Впрочем, всякое суждение о нем будет жестокостью; «Поиски…» — сочинение столь созерцательное, что уходит от западных канонов суждения. Его «темперамент», как, помнится, заметил Роджер Шатак, удивительно восточный: Пруста, повествователя и Марселя объединяет имплицитная убежденность в том, что человек никогда не бывает завершен, что его сознание всегда понемногу развивается. Я знаю, что Пруст— это апофеоз французской культуры, а не индуистской мысли. Возможно, безумец Рескин внушил Прусту что-то от своего светского мистицизма; или же, что более вероятно, Прустово умение предаваться размышлениям привело его к самой границе внутреннего преображения. Я иногда гадаю, почему Прусту не было равных в умении увидеть и изобразить высокую комедию, а не низкий фарс, ревности. Созерцательный процесс, отраженный в «Поисках…», привел его к такой точке зрения, с которой муки ревности Марселя могут показаться утонченно, хотя и болезненно, комическими.

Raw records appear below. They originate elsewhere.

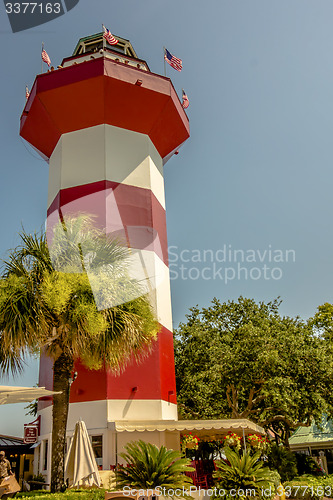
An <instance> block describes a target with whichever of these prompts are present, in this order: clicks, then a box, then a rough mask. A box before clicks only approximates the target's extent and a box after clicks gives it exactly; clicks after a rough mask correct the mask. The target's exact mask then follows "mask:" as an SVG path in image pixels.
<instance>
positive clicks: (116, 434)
mask: <svg viewBox="0 0 333 500" xmlns="http://www.w3.org/2000/svg"><path fill="white" fill-rule="evenodd" d="M117 472H118V432H117V430H116V488H118V479H117V476H118V474H117Z"/></svg>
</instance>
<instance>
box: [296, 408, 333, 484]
mask: <svg viewBox="0 0 333 500" xmlns="http://www.w3.org/2000/svg"><path fill="white" fill-rule="evenodd" d="M289 444H290V448H291V450H292V451H294V452H296V453H305V454H307V455H309V456H311V457H313V458H314V459H315V460H316V462H317V463H318V464H319V465H320V466H321V467H323V469H324V470H325V472H326V473H327V474H332V473H333V421H332V420H327V418H326V416H323V417H322V422H321V426H318V425H316V424H315V423H314V422H313V423H312V424H311V425H310V426H309V427H298V428H297V429H296V431H295V432H294V434H293V435H292V436H291V438H290V439H289Z"/></svg>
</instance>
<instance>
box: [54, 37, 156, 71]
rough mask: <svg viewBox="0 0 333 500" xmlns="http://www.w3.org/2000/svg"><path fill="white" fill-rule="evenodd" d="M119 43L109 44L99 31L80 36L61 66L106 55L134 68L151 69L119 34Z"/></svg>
mask: <svg viewBox="0 0 333 500" xmlns="http://www.w3.org/2000/svg"><path fill="white" fill-rule="evenodd" d="M117 40H118V43H117V45H112V46H111V45H109V44H108V43H107V42H106V40H105V39H104V38H103V33H97V34H96V35H91V36H88V37H85V38H80V40H79V41H78V43H77V45H76V47H75V49H74V52H73V55H72V56H71V57H66V58H65V59H64V60H63V62H62V64H61V66H63V67H64V68H66V67H68V66H72V65H73V64H79V63H82V62H85V61H90V60H92V59H98V58H101V57H106V58H107V59H111V60H113V61H116V62H120V63H123V64H128V65H129V66H132V67H134V68H138V69H141V70H144V71H150V69H149V66H148V64H147V62H146V61H143V60H142V59H139V58H138V56H137V54H136V52H135V50H134V48H133V46H132V44H131V42H130V41H129V40H126V39H125V38H121V37H118V36H117Z"/></svg>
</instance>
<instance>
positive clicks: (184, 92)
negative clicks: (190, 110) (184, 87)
mask: <svg viewBox="0 0 333 500" xmlns="http://www.w3.org/2000/svg"><path fill="white" fill-rule="evenodd" d="M182 90H183V102H182V106H183V108H184V109H186V108H188V107H189V105H190V101H189V100H188V97H187V95H186V92H185V90H184V89H182Z"/></svg>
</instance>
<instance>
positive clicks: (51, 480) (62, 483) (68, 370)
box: [51, 352, 74, 493]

Это не означает, что в уединении и тиши своего обитого пробкой кабинета Пруст погружался в работу над чем-то, чего от него ожидать не приходилось, вроде «Бхагаватгиты» — но «Поиски…» есть наставительная литература, также как Монтень, доктор Джонсон, Эмерсон и Фрейд, в конечном счете, суть авторы, касающиеся грани между размышлением и созерцанием. Роджер Шатак говорит о «Поисках…»: «Мы можем „вчитывать“ туда столько, сколько позволят наш возраст и понимание». Достигнув конца романа, мы не уверяемся непременно в том, что повествователь познал правду или реальность, но чувствуем, что его сознание вплотную приблизилось к превращению в нечто отличное от всего, что — мне, во всяком случае, — доводилось встречать в западной литературе. Именно этому, только возникающему сознанию ревность и страстная любовь представляются нелепо (но и возвышенно) неразличимыми.